Tre Richardson

No. 0 – Louisville Cardinals
- Position: Wide receiver
- Class: Senior

Personal information
- Born: October 27, 2004 (age 21)
- Listed height: 5 ft 10 in (1.78 m)
- Listed weight: 175 lb (79 kg)

Career information
- High school: Highland Park (Topeka, Kansas)
- College: Hutchinson CC (2023); Washburn (2024); Vanderbilt (2025); Louisville (2026–present);

Awards and highlights
- First-team NJCAA All-American (2023); First-team All-MIAA (2024); First-team All-KJCCC (2023);
- Stats at ESPN

= Tre Richardson =

American football player (born 2004)

Tre Richardson (born October 27, 2004) is an American college football wide receiver for the Louisville Cardinals.

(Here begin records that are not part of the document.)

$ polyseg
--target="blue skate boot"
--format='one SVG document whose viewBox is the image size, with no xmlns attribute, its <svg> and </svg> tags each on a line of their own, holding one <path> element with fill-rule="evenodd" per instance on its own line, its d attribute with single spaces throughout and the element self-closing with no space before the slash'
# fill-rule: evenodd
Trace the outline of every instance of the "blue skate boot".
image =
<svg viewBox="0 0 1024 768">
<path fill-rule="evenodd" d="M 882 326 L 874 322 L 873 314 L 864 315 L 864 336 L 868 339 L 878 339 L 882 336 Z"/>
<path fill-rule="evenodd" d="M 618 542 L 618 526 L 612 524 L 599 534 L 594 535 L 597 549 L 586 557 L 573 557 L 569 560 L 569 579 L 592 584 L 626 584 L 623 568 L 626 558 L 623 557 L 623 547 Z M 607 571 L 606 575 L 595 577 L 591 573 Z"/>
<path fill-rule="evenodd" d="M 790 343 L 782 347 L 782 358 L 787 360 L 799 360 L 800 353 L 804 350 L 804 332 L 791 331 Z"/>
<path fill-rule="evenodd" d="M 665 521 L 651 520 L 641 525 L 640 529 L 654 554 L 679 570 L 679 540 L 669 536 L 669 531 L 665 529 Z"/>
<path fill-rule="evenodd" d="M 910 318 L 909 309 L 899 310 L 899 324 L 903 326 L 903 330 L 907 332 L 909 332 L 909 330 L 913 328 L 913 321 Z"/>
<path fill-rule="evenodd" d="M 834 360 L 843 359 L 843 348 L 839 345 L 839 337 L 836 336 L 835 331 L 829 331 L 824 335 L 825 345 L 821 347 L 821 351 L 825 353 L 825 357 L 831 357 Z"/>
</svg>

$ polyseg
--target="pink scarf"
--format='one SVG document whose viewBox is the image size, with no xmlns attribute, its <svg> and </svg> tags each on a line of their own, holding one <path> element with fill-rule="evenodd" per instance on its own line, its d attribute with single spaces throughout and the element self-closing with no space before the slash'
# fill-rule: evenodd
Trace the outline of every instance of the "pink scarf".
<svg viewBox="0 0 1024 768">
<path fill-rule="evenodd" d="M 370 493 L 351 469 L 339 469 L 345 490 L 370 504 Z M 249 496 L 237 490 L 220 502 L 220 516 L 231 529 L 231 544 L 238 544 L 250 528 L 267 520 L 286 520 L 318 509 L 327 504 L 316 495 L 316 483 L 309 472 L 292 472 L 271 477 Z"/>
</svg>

He previously played for the Hutchinson Blue Dragons, Washburn Ichabods and Vanderbilt Commodores.

==Early life==
Richardson attended Highland Park High School in Topeka, Kansas. In his junior season, he totaled 1,674 all-purpose yards and 23 touchdowns. Coming out of high school, Richardson committed to play college football for the New Mexico Aggies. However, he later de-committed and signed to play for the Hutchinson Blue Dragons in order to stay close to home.

==College career==
=== Hutchinson CC ===
As a freshman in 2023, Richardson recorded eight total touchdowns, including four on special teams.

=== Washburn ===
Richardson transferred to play for the Washburn Ichabods. During his lone season at Washburn in 2024, he caught 52 passes for 983 yards and 11 touchdowns, while also returning 16 kickoffs for 386 yards. For his performance, he earned first-team all-conference honors. In addition, he competed in track and field and he was named a Division II All-American. After the conclusion of the season, Richardson entered the NCAA transfer portal.

=== Vanderbilt ===
Richardson transferred to play for the Vanderbilt Commodores. In the 2025 ReliaQuest Bowl, he recorded six receptions for 127 yards and a touchdown in a loss to Iowa.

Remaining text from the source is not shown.